Klan activity had subsided in the 1970s, largely because of federal action against the organization. By the start of the 1980s, however, organized white supremacy had returned in force. Recovering from a low of 1,500 in 1974, the Klan’s membership ballooned to between ten and twelve thousand by 1981.
This membership jump was a drop-off from a couple decades earlier, when the Klan had roughly forty thousand core members, and a small fraction of the millions of members it boasted at the height of its popularity in the 1920s.
But Klan activity was inarguably on the uptick. It set up paramilitary training camps (“All defensive,” the head of the Carolina Knights of the KKK maintained, even as he explained that they were “building a white Christian army”). Its members and allies won major party nominations in states like California and Michigan. It offered to assist the Immigration and Naturalization Service in patrolling the US-Mexico border. And it held rallies in cities around the country, from Chicago and Washington DC to Hannibal, Missouri and Meriden, Connecticut.

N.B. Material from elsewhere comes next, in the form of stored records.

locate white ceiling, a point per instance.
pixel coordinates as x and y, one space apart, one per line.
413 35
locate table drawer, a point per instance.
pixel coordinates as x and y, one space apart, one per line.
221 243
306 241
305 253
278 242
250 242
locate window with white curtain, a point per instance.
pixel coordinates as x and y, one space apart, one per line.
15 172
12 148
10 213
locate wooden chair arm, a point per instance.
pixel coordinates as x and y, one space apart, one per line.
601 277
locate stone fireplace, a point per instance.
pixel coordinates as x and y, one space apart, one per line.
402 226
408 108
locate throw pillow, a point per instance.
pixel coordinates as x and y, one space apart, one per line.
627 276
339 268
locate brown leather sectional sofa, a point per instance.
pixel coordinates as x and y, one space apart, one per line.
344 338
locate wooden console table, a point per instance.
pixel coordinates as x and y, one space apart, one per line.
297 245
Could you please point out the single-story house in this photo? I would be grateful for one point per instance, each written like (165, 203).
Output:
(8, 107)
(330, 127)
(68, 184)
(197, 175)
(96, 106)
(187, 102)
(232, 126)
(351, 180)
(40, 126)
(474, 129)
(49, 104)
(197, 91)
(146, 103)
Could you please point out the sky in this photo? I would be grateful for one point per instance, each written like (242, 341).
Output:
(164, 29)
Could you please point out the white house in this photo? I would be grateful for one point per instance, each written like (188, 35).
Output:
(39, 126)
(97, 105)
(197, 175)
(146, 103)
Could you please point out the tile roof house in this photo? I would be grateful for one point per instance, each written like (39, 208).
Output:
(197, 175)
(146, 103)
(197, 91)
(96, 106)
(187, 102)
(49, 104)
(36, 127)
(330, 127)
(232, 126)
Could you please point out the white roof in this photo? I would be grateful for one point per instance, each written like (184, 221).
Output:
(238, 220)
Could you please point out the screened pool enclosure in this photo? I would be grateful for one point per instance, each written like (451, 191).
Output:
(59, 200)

The Klan’s revival emboldened white supremacists across the country.
“In the past I felt that racism was not to be brought up into polite company, but with this resurgence of (KKK) activity, people are much more willing to express the racism they buried,” said one Fairfax County education official at the time.
A wave of cross burnings broke out across the country. Attacks on synagogues multiplied. The House Judiciary Committee convened a hearing to discuss near-daily reports of anti-black violence. Twenty-four African Americans and two white women who were with black men were murdered at random in seven cities over the course of fifteen months. A white sniper shot down four African Americans in thirty-six hours in Buffalo, just two weeks before two black taxi drivers in the city were killed and had their hearts cut out. Over the span of sixteen months, eleven black children were murdered in Atlanta.
This was just a small, early sample of the racial violence that would plague the country through the decade. Arthur Kinoy of Rutgers University Law School warned that the United States “was on the edge of a national crisis of untold dimensions if this spreading pattern is not halted.”
The Klan, meanwhile, had embarked on a public rebranding effort. Leaders attempted to portray the organization as a “new” Klan, one that had renounced the terrorism of its past. “It’s not like the old Klan. We don’t do any nightriding or burn churches. We’re into politics now,” one Klansman told the Atlanta Constitution in 1978. “You can’t get anywhere with violence anymore.” Rather than burn crosses, they handed out pro-Klan literature at schools and set up the Klan Youth Corps, envisioned as as an alternative to the Boy Scouts.